Apple’s new iPhone X has a spectacular edge-to-edge display that dominates the entire front of the device. Well, nearly the entire front. Unlike Xiaomi’s Mi Mix 2, Samsung’s Galaxy S8, and LG’s V30, Apple hasn’t kept the iPhone X top bezel intact; and compared to the Essential Phone, its camera array is much, much more noticeable… and odd-looking.
While the iPhone X design was leaked several times before Apple was able to officially unveil it, the company revealed this week that it is fully embracing the notch and not hiding it away with software. It’s a move that has generated a lot of discussion online, both during the leaks and after Apple’s official announcement. Some say “Steve Jobs would have never let that happen,” while others have mocked it by creating a “notch mode” for Chrome that adds a black cut-out to every YouTube video. There’s a mix of surprise, sarcasm, and intrigue that Apple has chosen to go with a screen layout that leads to design compromises.
While Apple isn’t hiding this notch like it has done with some hardware features before, it’s not fully embracing it in software either. The iPhone X renders webpages with white bars on the side if you’re using it in landscape orientation.
And the scroll bar literally disappears behind the notch as you move down a webpage.
Many games will simply have a section missing thanks to the new display, and some apps that go fullscreen (into the status bar area) will also have a black section. Thankfully, movies and photos won’t fill the entire screen by default — they’ll require a double-tap to extend into the notch and status bar area. Apple is hiding the notch in some ways, though. If you take a screenshot on the iPhone X, for example, then iOS 11 simply ignores the existence of the cut-out, as you’d expect.

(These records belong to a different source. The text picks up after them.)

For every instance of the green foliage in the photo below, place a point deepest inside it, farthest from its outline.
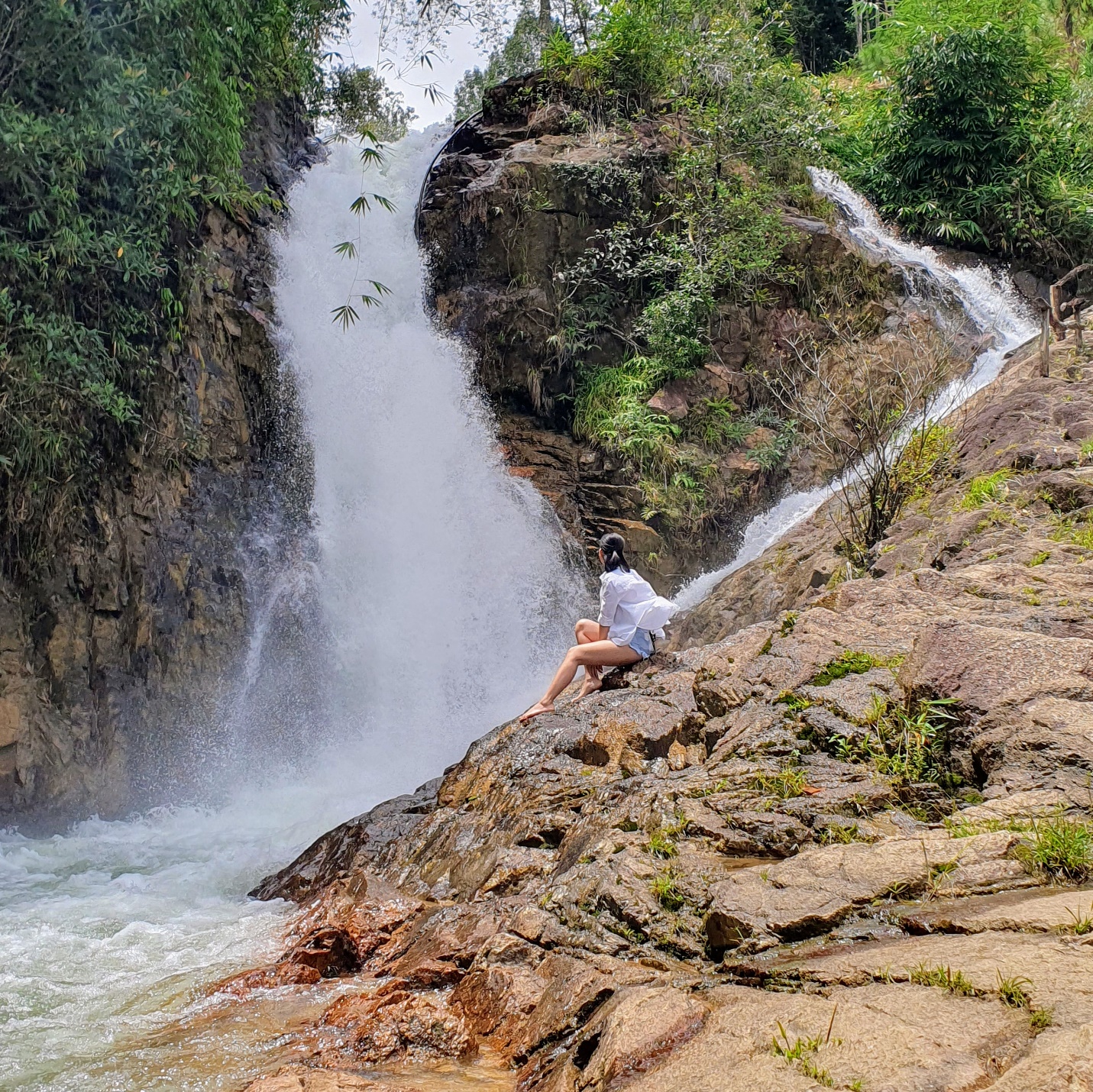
(1014, 992)
(1040, 1020)
(974, 134)
(986, 489)
(785, 784)
(956, 982)
(361, 104)
(661, 845)
(968, 829)
(667, 892)
(517, 55)
(800, 1052)
(849, 663)
(1062, 848)
(119, 124)
(907, 745)
(841, 834)
(1081, 924)
(819, 33)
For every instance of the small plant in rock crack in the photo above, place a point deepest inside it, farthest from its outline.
(849, 663)
(800, 1052)
(1041, 1019)
(1014, 992)
(1062, 848)
(1081, 924)
(785, 784)
(914, 742)
(667, 892)
(938, 874)
(945, 978)
(841, 834)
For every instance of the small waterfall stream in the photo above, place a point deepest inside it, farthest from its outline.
(987, 298)
(445, 599)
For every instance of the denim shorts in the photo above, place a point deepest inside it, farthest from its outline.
(642, 643)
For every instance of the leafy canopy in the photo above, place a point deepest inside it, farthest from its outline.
(119, 123)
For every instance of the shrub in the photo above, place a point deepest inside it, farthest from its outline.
(963, 140)
(1064, 848)
(119, 124)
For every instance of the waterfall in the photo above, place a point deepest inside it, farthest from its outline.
(443, 584)
(986, 296)
(445, 603)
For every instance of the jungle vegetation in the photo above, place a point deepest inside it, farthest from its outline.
(969, 123)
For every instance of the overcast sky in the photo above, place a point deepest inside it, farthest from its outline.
(362, 50)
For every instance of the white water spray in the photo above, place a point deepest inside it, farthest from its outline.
(444, 585)
(446, 606)
(988, 299)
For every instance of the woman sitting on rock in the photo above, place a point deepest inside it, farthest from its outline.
(631, 615)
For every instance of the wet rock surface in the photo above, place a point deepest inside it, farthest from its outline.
(730, 871)
(114, 658)
(515, 200)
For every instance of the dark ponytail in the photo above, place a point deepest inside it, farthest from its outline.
(613, 557)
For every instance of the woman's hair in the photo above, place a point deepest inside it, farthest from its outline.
(613, 557)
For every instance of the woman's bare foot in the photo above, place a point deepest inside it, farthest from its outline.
(590, 687)
(535, 711)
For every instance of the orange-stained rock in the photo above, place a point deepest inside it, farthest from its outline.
(284, 973)
(306, 1079)
(397, 1026)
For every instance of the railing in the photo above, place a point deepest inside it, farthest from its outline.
(424, 183)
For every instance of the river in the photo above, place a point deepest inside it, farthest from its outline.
(446, 600)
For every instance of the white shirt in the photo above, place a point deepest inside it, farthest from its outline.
(628, 603)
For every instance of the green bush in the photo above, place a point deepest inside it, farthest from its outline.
(119, 123)
(971, 134)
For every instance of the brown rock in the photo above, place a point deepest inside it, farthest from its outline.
(1022, 912)
(820, 887)
(370, 1029)
(273, 976)
(305, 1079)
(905, 1039)
(635, 1030)
(1057, 968)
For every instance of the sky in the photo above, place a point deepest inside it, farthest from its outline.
(361, 48)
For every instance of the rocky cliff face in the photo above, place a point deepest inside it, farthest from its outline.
(515, 202)
(839, 846)
(117, 656)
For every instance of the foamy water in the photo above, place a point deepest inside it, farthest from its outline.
(988, 299)
(445, 603)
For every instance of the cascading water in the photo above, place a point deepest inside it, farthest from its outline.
(443, 580)
(988, 299)
(445, 602)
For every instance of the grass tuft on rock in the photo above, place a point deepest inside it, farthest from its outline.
(785, 784)
(986, 489)
(956, 982)
(1062, 848)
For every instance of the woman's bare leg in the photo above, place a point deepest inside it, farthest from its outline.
(587, 631)
(598, 654)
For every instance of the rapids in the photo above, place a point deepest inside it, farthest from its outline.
(445, 600)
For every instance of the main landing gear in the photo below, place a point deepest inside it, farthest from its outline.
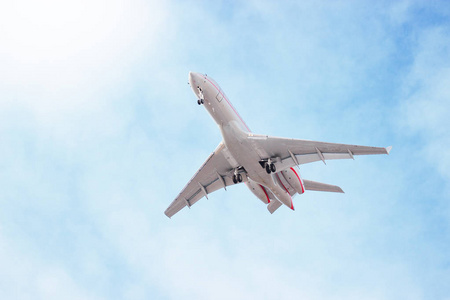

The entire notch exists because Apple is introducing Face ID with the iPhone X, a replacement for Touch ID that uses infrared cameras to scan your face and log you into your phone. Apple’s camera array is significantly larger than the single sensor on the Essential Phone, making the cut-out a lot bigger as a result. Apple definitely could have avoided this, either by creating a device with a slightly larger top bezel to accommodate the camera array, or by using a black background across the status bar to hide it.
Both of these options would have resulted in compromises elsewhere, whether in apps that couldn’t fill the status bar with custom colors, or extend to full screen, or simply by the iPhone X looking very similar in design to Samsung’s Galaxy S8. Most iPhone X users will use the phone in portrait mode for the vast majority of tasks, so the notch likely won’t be an issue outside of viewing photos and video or playing games.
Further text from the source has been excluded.